Having played cameos here and there, Carey broke through for Australia in the 2019 edition of the ICC World Cup. He smashed 375 runs at an enviable average of 65.50 striking at more than a run a ball, the highest among by a Number 7 batsman for the tournament.
Delving deeper into the woods, it becomes evident how crucial a member Carey turned out to be for Australia.
With a dodgy middle order, the men in canary yellow were almost always in trouble towards the end of an innings and that’s where Alex Carey as a number 7 came as a blessing. Often he had to come in dire situations with his team eyeing a below-par score and dig them out of the hole to safety.
Mind you, Alex Carey wasn’t always the batsman he proved himself to be in the World Cup. He didn’t quite fit the mold of a typical finisher. In the ODIs, he batted in the upper-middle order while in T20s he flourished as an opener. Such batting positions provided him with the luxury of spending some time watching the ball, nudging it into gaps for singles and unleashing with full power once he had dug his foot deep into the ground.
For a batsman of such modus operandi, number 7 is a bit unjust. Not just for the batsman but for the greater good of the team as well. Sure he boasted outrageous stats at number 7 in the world cup but that gives us no reason to believe that a move up the order wouldn’t do him any good. As a matter of fact, he is most likely to soar even higher and realize his true potential at a higher batting order. His recent woes in the ODI series in India as well as in the recently concluded T20I series and first ODI in South Africa is highly indicative of that.

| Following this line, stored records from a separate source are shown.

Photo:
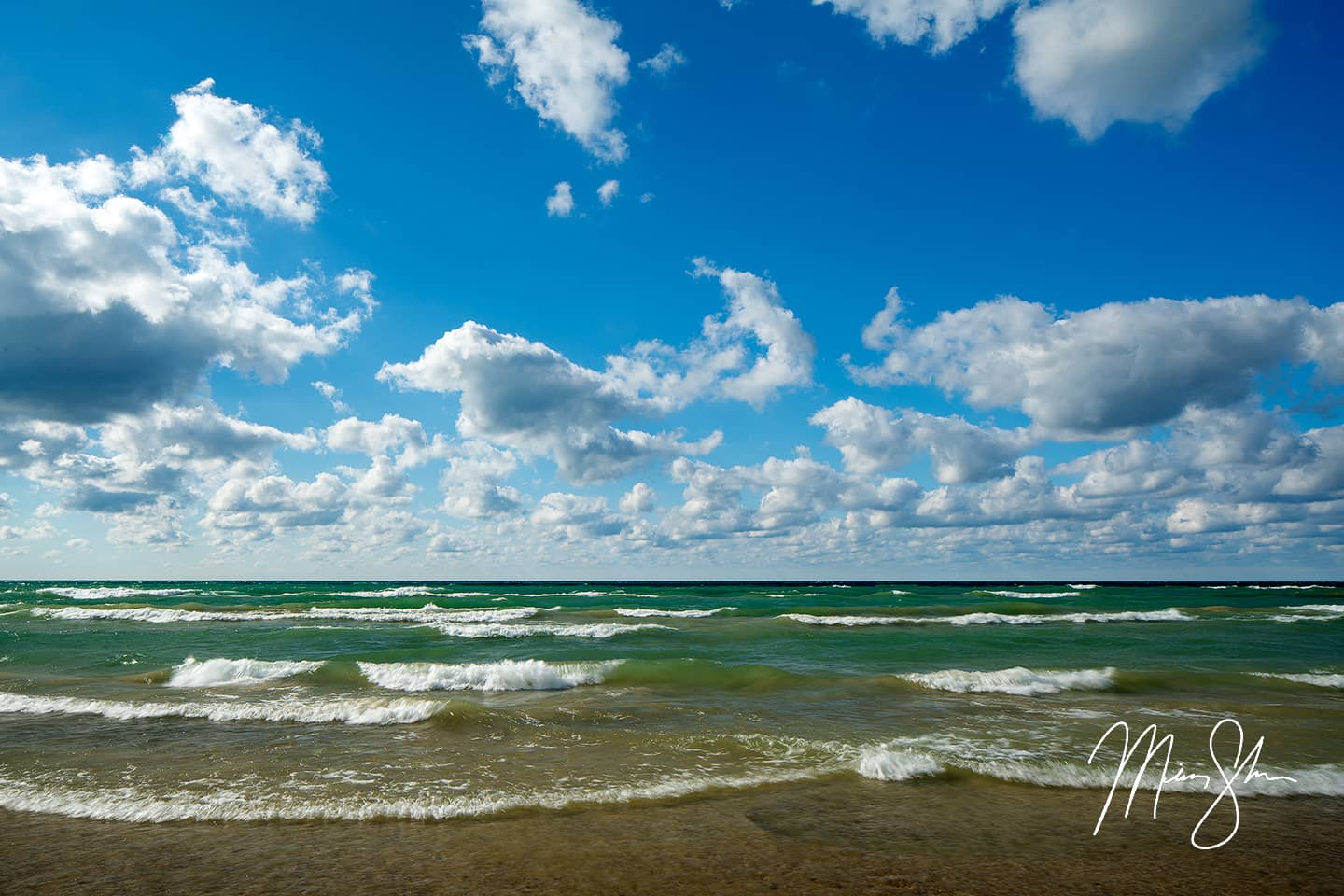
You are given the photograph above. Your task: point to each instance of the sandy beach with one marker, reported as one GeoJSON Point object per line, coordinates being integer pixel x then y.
{"type": "Point", "coordinates": [830, 837]}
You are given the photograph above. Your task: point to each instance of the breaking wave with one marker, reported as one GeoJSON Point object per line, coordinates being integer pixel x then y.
{"type": "Point", "coordinates": [353, 711]}
{"type": "Point", "coordinates": [1017, 679]}
{"type": "Point", "coordinates": [214, 673]}
{"type": "Point", "coordinates": [1170, 614]}
{"type": "Point", "coordinates": [506, 675]}
{"type": "Point", "coordinates": [681, 614]}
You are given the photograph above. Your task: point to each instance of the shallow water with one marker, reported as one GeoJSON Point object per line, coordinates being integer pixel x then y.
{"type": "Point", "coordinates": [231, 702]}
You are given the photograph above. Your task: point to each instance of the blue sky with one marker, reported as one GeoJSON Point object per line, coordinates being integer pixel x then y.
{"type": "Point", "coordinates": [693, 375]}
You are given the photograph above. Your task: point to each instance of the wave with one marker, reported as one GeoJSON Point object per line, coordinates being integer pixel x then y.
{"type": "Point", "coordinates": [680, 614]}
{"type": "Point", "coordinates": [1337, 609]}
{"type": "Point", "coordinates": [403, 592]}
{"type": "Point", "coordinates": [1017, 679]}
{"type": "Point", "coordinates": [1031, 595]}
{"type": "Point", "coordinates": [559, 630]}
{"type": "Point", "coordinates": [353, 711]}
{"type": "Point", "coordinates": [214, 673]}
{"type": "Point", "coordinates": [1319, 679]}
{"type": "Point", "coordinates": [897, 764]}
{"type": "Point", "coordinates": [1170, 614]}
{"type": "Point", "coordinates": [506, 675]}
{"type": "Point", "coordinates": [101, 593]}
{"type": "Point", "coordinates": [427, 614]}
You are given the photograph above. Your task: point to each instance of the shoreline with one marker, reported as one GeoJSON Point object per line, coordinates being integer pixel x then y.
{"type": "Point", "coordinates": [840, 835]}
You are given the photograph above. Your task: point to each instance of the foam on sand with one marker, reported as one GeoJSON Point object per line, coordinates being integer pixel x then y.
{"type": "Point", "coordinates": [353, 711]}
{"type": "Point", "coordinates": [1319, 679]}
{"type": "Point", "coordinates": [880, 763]}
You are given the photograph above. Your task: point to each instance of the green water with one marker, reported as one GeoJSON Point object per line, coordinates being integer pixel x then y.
{"type": "Point", "coordinates": [364, 700]}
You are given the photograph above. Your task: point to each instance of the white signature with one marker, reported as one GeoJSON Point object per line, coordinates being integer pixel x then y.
{"type": "Point", "coordinates": [1242, 768]}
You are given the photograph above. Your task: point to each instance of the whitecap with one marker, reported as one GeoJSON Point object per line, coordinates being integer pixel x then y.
{"type": "Point", "coordinates": [1031, 595]}
{"type": "Point", "coordinates": [880, 763]}
{"type": "Point", "coordinates": [525, 630]}
{"type": "Point", "coordinates": [1017, 679]}
{"type": "Point", "coordinates": [354, 711]}
{"type": "Point", "coordinates": [679, 614]}
{"type": "Point", "coordinates": [506, 675]}
{"type": "Point", "coordinates": [1170, 614]}
{"type": "Point", "coordinates": [101, 593]}
{"type": "Point", "coordinates": [214, 673]}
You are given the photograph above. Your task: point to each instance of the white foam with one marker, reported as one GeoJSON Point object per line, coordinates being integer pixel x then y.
{"type": "Point", "coordinates": [1335, 609]}
{"type": "Point", "coordinates": [1312, 780]}
{"type": "Point", "coordinates": [128, 804]}
{"type": "Point", "coordinates": [1319, 679]}
{"type": "Point", "coordinates": [354, 711]}
{"type": "Point", "coordinates": [214, 673]}
{"type": "Point", "coordinates": [1170, 614]}
{"type": "Point", "coordinates": [845, 621]}
{"type": "Point", "coordinates": [1017, 679]}
{"type": "Point", "coordinates": [101, 593]}
{"type": "Point", "coordinates": [429, 613]}
{"type": "Point", "coordinates": [158, 615]}
{"type": "Point", "coordinates": [680, 614]}
{"type": "Point", "coordinates": [405, 592]}
{"type": "Point", "coordinates": [1032, 595]}
{"type": "Point", "coordinates": [506, 675]}
{"type": "Point", "coordinates": [525, 630]}
{"type": "Point", "coordinates": [880, 763]}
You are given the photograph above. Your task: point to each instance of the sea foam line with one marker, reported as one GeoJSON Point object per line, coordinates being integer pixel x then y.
{"type": "Point", "coordinates": [1170, 614]}
{"type": "Point", "coordinates": [103, 593]}
{"type": "Point", "coordinates": [506, 675]}
{"type": "Point", "coordinates": [1319, 679]}
{"type": "Point", "coordinates": [219, 672]}
{"type": "Point", "coordinates": [1017, 679]}
{"type": "Point", "coordinates": [125, 804]}
{"type": "Point", "coordinates": [679, 614]}
{"type": "Point", "coordinates": [353, 711]}
{"type": "Point", "coordinates": [1031, 595]}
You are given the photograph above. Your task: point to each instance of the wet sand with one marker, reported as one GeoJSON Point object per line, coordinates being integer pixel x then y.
{"type": "Point", "coordinates": [825, 837]}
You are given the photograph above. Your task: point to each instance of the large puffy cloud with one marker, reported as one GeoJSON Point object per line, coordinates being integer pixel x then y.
{"type": "Point", "coordinates": [240, 156]}
{"type": "Point", "coordinates": [1103, 370]}
{"type": "Point", "coordinates": [532, 399]}
{"type": "Point", "coordinates": [528, 397]}
{"type": "Point", "coordinates": [565, 64]}
{"type": "Point", "coordinates": [106, 308]}
{"type": "Point", "coordinates": [1096, 62]}
{"type": "Point", "coordinates": [941, 21]}
{"type": "Point", "coordinates": [749, 354]}
{"type": "Point", "coordinates": [874, 440]}
{"type": "Point", "coordinates": [1093, 62]}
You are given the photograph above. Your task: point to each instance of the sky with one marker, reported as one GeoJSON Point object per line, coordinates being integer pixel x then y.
{"type": "Point", "coordinates": [767, 289]}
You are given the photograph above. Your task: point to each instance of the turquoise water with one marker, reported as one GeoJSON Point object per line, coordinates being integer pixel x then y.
{"type": "Point", "coordinates": [162, 702]}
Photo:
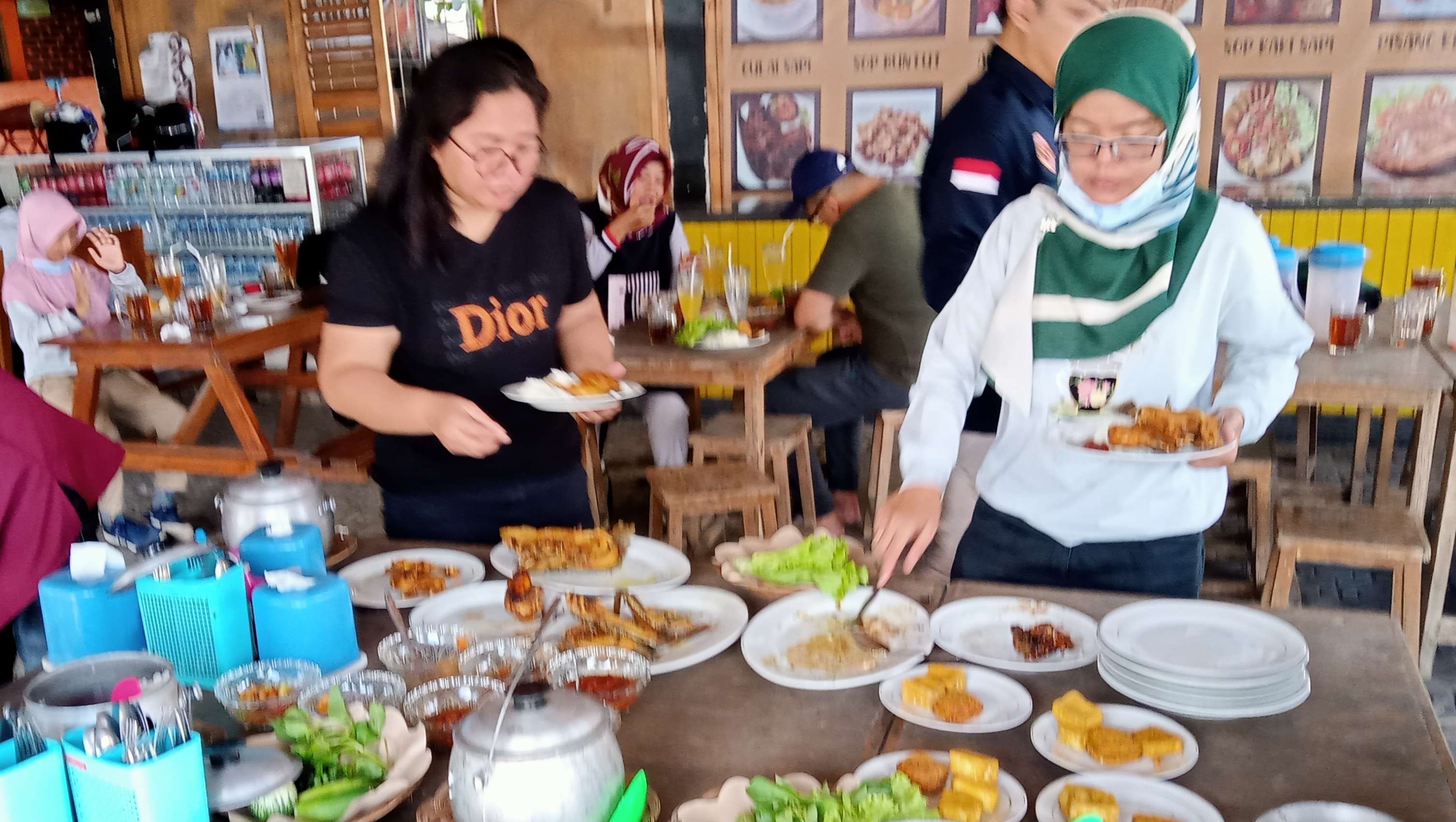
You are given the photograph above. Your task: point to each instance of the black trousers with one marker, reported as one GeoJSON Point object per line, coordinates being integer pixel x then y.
{"type": "Point", "coordinates": [999, 547]}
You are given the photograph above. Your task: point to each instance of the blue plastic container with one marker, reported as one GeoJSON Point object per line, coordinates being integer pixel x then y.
{"type": "Point", "coordinates": [302, 548]}
{"type": "Point", "coordinates": [199, 621]}
{"type": "Point", "coordinates": [314, 624]}
{"type": "Point", "coordinates": [171, 788]}
{"type": "Point", "coordinates": [34, 791]}
{"type": "Point", "coordinates": [86, 619]}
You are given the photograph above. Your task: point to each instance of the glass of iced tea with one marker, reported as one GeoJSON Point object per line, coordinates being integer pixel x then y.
{"type": "Point", "coordinates": [1346, 329]}
{"type": "Point", "coordinates": [200, 308]}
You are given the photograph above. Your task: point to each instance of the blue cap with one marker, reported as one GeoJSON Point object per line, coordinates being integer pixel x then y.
{"type": "Point", "coordinates": [817, 171]}
{"type": "Point", "coordinates": [1339, 256]}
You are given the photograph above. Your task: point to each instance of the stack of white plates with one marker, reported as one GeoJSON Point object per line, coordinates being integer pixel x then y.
{"type": "Point", "coordinates": [1206, 661]}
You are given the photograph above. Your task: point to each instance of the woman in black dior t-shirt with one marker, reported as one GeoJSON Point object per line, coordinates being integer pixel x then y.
{"type": "Point", "coordinates": [465, 276]}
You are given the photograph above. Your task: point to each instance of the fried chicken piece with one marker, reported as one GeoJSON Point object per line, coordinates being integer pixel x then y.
{"type": "Point", "coordinates": [1112, 747]}
{"type": "Point", "coordinates": [957, 706]}
{"type": "Point", "coordinates": [523, 600]}
{"type": "Point", "coordinates": [925, 771]}
{"type": "Point", "coordinates": [1040, 642]}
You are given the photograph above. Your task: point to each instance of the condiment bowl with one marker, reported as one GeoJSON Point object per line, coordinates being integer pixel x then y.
{"type": "Point", "coordinates": [443, 703]}
{"type": "Point", "coordinates": [289, 675]}
{"type": "Point", "coordinates": [616, 677]}
{"type": "Point", "coordinates": [430, 652]}
{"type": "Point", "coordinates": [365, 687]}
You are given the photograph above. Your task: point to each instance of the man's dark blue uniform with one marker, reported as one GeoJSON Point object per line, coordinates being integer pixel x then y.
{"type": "Point", "coordinates": [992, 148]}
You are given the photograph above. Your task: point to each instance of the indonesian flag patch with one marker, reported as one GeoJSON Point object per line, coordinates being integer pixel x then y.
{"type": "Point", "coordinates": [980, 177]}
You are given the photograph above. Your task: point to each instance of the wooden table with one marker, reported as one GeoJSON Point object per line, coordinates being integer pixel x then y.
{"type": "Point", "coordinates": [1368, 734]}
{"type": "Point", "coordinates": [222, 358]}
{"type": "Point", "coordinates": [747, 369]}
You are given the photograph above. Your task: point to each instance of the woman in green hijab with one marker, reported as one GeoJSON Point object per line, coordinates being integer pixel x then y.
{"type": "Point", "coordinates": [1128, 277]}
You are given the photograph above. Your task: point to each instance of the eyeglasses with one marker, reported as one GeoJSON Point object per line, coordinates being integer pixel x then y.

With the constantly evolving nature of modern-day limited-overs cricket, Australia have shown appreciable flexibility with the way they have utilized Glenn Maxwell.
On numerous occasions, he had been promoted up the order and asked to hike the scoring rate. But the explosive willow-wielder has endured quite a rough time doing the job. He has quite often either failed to steady the innings or bat till the end.
The same goes for all-rounders Marcus Stoinis and Mitchell Marsh.
Not to mention Ashton Agar and Ashton Turner.
With that end in view it isn’t a crime to wonder why Alex Carey shouldn’t be Australia’s number 5, is it? Not only would that grant him the luxury of operating on his manual, but also reduce the responsibility on the out-of-sorts Glenn Maxwell.